Bayesian Math for Dummies

Steve Miller wrote an article a couple weeks ago on using Bayesian statistics for risk management. He describes his friend receiving a positive test on a serious medical condition and being worried. He then goes on to show why his friend needn’t be worried, because statistically there was a low probability of actual having the condition, even with the positive test.

Understanding risk is an interest of mine, and while I’ve read articles about Bayesian math in the past, the math is above my head. I never studied statistics, nor do I plan to. But I am interested in the concepts behind statistics, so I can understand probabilities better. And I can do basic math. Steve’s article was dense with math I didn’t quite get, but I was able to translate it into something I could understand.

So now, for statistically challenged individuals, I present my translation of Steve’s calculations, Bayesian math for dummies.

The Problem

Steve’s friend received a positive test for a disease. The disease occurs infrequently in the general population. The test accurately identifies people who have the disease, but gives false positives in 1 out of 20 tests, or 5% of the time. Should Steve’s friend be worried by his positive result?

In the example, we know four facts:

  • Overall Incidence Rate
    The disease occurs in 1 in 1,000 people, regardless of the test results.
  • True Positive Rate
    99% of people with the disease have a positive test.
  • False Positive Rate
    5% of people without the disease also have a positive test.
  • Present Condition
    Steve’s friend had a positive test.

The question is, given this information, what is the chance that Steve’s friend has the disease.

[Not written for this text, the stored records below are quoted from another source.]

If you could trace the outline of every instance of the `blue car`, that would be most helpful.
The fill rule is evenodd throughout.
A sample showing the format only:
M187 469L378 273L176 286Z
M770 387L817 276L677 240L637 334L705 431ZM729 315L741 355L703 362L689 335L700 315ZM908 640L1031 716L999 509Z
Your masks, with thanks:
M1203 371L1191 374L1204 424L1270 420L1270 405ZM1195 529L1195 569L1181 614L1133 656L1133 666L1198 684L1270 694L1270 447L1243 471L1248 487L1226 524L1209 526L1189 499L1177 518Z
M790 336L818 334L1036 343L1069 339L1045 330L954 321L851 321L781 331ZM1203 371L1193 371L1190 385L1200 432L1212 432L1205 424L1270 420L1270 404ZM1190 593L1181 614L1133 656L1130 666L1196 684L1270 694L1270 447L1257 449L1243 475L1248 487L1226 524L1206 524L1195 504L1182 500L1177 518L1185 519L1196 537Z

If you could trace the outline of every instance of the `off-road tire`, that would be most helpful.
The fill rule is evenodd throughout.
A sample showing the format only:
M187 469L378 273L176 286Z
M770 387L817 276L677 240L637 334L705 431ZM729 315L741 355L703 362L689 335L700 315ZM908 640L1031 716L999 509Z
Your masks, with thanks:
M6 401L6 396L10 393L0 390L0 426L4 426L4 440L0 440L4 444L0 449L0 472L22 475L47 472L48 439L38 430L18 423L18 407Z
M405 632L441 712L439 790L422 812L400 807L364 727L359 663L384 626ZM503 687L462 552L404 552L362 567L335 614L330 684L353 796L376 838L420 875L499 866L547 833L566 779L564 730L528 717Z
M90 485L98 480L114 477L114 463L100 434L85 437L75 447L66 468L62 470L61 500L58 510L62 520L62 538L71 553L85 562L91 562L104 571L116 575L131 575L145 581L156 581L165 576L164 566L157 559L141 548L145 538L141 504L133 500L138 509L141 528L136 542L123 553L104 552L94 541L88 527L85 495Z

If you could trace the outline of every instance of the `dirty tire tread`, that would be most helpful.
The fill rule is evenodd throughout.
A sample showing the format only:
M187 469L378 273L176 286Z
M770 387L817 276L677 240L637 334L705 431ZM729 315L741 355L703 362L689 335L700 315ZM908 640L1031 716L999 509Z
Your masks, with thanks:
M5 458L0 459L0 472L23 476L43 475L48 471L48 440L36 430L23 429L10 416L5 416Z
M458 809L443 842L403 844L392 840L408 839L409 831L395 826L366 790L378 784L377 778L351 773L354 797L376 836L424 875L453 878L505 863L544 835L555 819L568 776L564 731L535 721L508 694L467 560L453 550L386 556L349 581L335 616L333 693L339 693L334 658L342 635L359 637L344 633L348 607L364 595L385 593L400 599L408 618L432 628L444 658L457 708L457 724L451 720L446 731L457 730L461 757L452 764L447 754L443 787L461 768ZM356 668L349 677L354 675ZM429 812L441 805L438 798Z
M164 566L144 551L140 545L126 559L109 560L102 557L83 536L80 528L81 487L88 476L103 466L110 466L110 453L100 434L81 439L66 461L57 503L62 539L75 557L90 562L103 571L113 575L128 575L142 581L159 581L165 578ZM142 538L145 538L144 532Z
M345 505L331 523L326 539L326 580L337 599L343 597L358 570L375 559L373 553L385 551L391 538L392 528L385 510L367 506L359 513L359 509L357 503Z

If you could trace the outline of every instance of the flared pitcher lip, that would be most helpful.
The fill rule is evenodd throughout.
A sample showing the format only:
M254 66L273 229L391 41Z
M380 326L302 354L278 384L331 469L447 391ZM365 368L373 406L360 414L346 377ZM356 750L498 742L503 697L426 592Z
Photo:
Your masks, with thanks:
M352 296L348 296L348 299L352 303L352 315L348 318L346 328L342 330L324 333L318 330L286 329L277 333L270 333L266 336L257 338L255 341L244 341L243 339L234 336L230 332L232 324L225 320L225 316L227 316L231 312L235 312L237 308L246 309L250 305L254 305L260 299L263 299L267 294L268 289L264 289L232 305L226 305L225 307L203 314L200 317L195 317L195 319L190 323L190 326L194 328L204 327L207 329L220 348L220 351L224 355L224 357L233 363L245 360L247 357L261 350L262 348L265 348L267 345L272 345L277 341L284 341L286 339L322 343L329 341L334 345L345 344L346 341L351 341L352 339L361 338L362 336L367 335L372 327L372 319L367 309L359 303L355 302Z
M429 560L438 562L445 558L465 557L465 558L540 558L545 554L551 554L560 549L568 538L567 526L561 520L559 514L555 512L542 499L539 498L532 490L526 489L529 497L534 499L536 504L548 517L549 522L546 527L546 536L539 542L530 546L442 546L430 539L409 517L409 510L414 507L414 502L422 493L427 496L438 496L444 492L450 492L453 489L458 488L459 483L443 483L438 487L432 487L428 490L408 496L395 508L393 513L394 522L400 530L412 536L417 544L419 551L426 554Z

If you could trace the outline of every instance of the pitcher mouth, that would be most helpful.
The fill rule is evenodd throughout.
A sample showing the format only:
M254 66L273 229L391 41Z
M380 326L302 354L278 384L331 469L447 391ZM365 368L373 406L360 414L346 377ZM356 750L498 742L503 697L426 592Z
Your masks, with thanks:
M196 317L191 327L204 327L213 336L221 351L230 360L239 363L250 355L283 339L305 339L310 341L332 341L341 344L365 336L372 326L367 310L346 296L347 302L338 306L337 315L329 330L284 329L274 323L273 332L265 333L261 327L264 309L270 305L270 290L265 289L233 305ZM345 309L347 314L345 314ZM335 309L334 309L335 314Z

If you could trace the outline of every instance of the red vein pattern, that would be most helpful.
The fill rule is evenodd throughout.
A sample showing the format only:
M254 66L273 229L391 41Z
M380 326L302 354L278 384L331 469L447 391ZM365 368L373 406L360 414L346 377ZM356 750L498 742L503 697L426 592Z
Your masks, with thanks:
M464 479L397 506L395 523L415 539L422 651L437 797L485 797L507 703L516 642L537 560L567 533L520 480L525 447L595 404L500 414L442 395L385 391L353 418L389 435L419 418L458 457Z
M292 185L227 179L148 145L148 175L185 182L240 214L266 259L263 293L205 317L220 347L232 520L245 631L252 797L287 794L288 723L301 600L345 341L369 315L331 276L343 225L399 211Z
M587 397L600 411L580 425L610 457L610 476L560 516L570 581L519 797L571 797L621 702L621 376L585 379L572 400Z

Before he had the test, we’d just use the overall incidence rate, since we have no other information. Thus, his chance would be 1 / 1000 = 0.1%. Given that he’s received a positive test result, the True Positive Rate of 99% looks scary and a 5% False Positive Rate sounds too small to matter. But what are his actual chances of having the disease?

The Long Way

Bayesian math presents an elegant way to calculate the chance Steve’s friend has the disease. Steve presents the math in his article. But let’s do it the long way, which is much easier for me to understand.

To gain an intuitive understanding of the problem, I translated from abstract probabilities to actual numbers of people. This allows us to normalize the percentage rates so we can compare them. Because while it sounds like we can compare the Overall Incidence Rate, True Positive Rate and False Positive Rate of 0.1%, 5% and 99%, each of these rates apply to different sized groups. And, as we’ll see, the size of the group it applies to makes all the difference.

For these calculations, we’re going to look at a population of 100,000 people, all of which we’re going to assume took the test. Out of those people, how many have the disease and how many don’t?

100,000 people total
100 have the disease (1 in 1,000 or 0.1%)
99,900 don’t have the disease

Okay, 100 people have the disease. How many of these people tested positive or negative? Remember that we know that 99% of the people who have the disease test positive.

100 have the disease
99 test positive (99%)
1 test negative (1%)

Out of the 99,900 people who who don’t have the disease, how many of those tested positive or negative? Remember that 5% of those who don’t have the disease test positive anyway.

99,900 don’t have the disease
4,995 test positive (5%)
94,905 test negative (95%)

Now is where it gets interesting. How many people tested positive versus negative in our entire group?

100,000 people total
5,094 test positive
94,906 test negative

So 5,094 people tested positive, but we know only 99 of those actually have the disease. The probability of actually having the disease if you test positive is then:

99 tested positive, and have the disease
5,094 tested positive in total
1.94% chance of having disease if you tested positive

Which is the same result Steve arrived at, though with the much quicker Bayesian math.

The Short Way

For those who want a shortcut to arriving at this conclusion, I’ve translated Steve’s equation below.

Incidence_Rate * True_Positive_Rate
( True_Positive_Rate * Incidence_Rate ) + ( False_Positive_Rate * ( 1 – Incidence_Rate ) )

Or, with the numbers from this example plugged in:

0.001 * 0.99
( 0.99 * 0.001 ) + ( 0.05 * ( 1 – 0.001 ) )

Which comes out to the same result: 1.94%

Business Applications

With this small understanding, what can you do with Bayesian math?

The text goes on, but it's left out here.